O ministro das Pescas, Agricultura, Alimentação e Florestas italiano assumiu hoje em Luanda o interesse do seu país em contribuir para o relançamento da agricultura angolana, através de parcerias a desenvolver entre empresas dos dois países.

M aurizio Martina falava à imprensa à margem do Fórum de Negócios Angola-Itália, realizado na Feira Internacional de Luanda, onde participam 71 expositores, tendo previsto para quarta-feira a assinatura, com o seu homólogo angolano, de um Memorando de Entendimento no domínio da agricultura.

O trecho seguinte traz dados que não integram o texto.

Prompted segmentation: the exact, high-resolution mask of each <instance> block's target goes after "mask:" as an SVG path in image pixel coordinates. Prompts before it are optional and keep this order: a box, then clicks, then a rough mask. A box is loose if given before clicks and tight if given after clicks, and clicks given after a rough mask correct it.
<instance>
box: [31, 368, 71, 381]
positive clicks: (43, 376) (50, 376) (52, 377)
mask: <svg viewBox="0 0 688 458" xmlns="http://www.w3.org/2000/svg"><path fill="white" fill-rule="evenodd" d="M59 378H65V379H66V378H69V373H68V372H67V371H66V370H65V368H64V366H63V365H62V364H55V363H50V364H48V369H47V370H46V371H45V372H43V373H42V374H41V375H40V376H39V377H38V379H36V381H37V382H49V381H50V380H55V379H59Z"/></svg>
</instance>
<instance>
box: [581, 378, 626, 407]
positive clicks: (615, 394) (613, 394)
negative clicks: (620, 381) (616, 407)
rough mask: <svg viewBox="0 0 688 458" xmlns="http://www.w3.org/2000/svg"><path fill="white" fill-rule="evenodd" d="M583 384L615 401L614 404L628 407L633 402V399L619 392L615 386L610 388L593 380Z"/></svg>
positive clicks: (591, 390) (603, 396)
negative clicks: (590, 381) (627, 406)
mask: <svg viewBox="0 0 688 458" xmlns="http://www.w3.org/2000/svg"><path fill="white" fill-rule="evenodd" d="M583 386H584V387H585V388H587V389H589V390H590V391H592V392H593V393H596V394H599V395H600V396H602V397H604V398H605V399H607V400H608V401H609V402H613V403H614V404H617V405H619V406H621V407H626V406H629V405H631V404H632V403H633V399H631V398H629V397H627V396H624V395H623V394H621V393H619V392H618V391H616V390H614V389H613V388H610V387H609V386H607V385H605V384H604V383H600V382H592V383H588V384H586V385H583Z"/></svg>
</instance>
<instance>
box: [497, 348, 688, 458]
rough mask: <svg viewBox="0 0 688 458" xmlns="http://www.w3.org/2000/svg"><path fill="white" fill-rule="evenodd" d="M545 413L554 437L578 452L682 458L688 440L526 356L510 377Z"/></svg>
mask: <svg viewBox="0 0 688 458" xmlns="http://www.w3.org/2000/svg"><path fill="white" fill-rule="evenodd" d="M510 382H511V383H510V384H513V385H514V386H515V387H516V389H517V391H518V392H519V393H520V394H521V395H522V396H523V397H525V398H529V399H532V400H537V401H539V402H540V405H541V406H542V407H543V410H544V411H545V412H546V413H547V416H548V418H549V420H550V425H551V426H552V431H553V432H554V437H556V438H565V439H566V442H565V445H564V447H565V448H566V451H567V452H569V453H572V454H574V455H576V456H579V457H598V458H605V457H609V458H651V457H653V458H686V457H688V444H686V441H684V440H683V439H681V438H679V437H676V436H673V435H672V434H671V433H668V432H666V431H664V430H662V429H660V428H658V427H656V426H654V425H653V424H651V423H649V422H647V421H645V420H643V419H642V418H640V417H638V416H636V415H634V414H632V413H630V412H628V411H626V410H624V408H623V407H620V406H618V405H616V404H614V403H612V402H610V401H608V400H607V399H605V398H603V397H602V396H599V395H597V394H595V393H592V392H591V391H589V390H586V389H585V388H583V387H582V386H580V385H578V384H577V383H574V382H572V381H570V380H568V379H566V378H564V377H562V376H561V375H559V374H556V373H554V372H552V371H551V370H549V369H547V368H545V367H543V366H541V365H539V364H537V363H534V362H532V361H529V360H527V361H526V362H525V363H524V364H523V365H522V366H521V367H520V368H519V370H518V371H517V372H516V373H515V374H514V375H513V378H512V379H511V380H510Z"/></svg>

O governante italiano sublinhou que o seu país quer colocar à disposição de Angola o seu conhecimento, tecnologia e experiência no campo agro-alimentar.

“Sabemos que existem projectos e empresas interessadas em colaborar connosco. Temos modelos agrícolas baseados em empresas familiares, penso que este modelo agrícola pode ir de encontro com a experiência angolana. Estamos muito interessados em colaborar”, frisou Maurizio Martina.

Segundo o ministro, várias empresas privadas italianas estão dispostas a investir em Angola, salientando que é necessário criar condições para que esses investimentos se concretizem.

“Devemos trabalhar em conjunto para vermos os tempos certos, ter respostas claras, mas aqui estão 70 empresas dispostas a investir em Angola”, frisou.

Por sua vez, o ministro da Agricultura de Angola, Afonso Pedro Canga, disse que o país conta com a cooperação internacional para o relançamento e desenvolvimento da agricultura, esperando igualmente o apoio da Itália.

“A Itália tem uma agricultura desenvolvida, tecnologia, tem empresários dinâmicos e penso que este fórum vai também ajudar a estreitar o relacionamento entre os empresários angolanos e italianos do sector da agricultura em geral do alimentar em particular”, sublinhou Afonso Pedro Canga.

Durante a visita de três dias, Maurizio Martina tem agendado encontros com governantes angolanos, destacando-se a ministra do Comércio de Angola, Rosa Pacavira.

No princípio deste mês, o Presidente de Angola, José Eduardo dos Santos, visitou a Itália, tendo no decorrer da visita de dois sido rubricados os Memorandos de Entendimento de Consultas Bilaterais, sobre a Cooperação Económica e sobre o Seguro ao Crédito Externo.

José Eduardo dos Santos deslocou-se à Itália um ano depois da visita do primeiro-ministro da Itália, Matteo Renzi, tendo defendido na altura uma estratégia de longo prazo nas relações entre Europa e África.

Matteo Renzi fez-se acompanhar na altura de uma comitiva de 25 empresários italianos interessados em investir em Angola, que representavam, no seu conjunto, uma facturação anual de 60 mil milhões de euros.

Angola, que é o terceiro parceiro comercial de Itália na África subsaariana, exporta essencialmente petróleo para aquele país europeu, importando de lá máquinas industriais, ferro, aço e bens alimentares.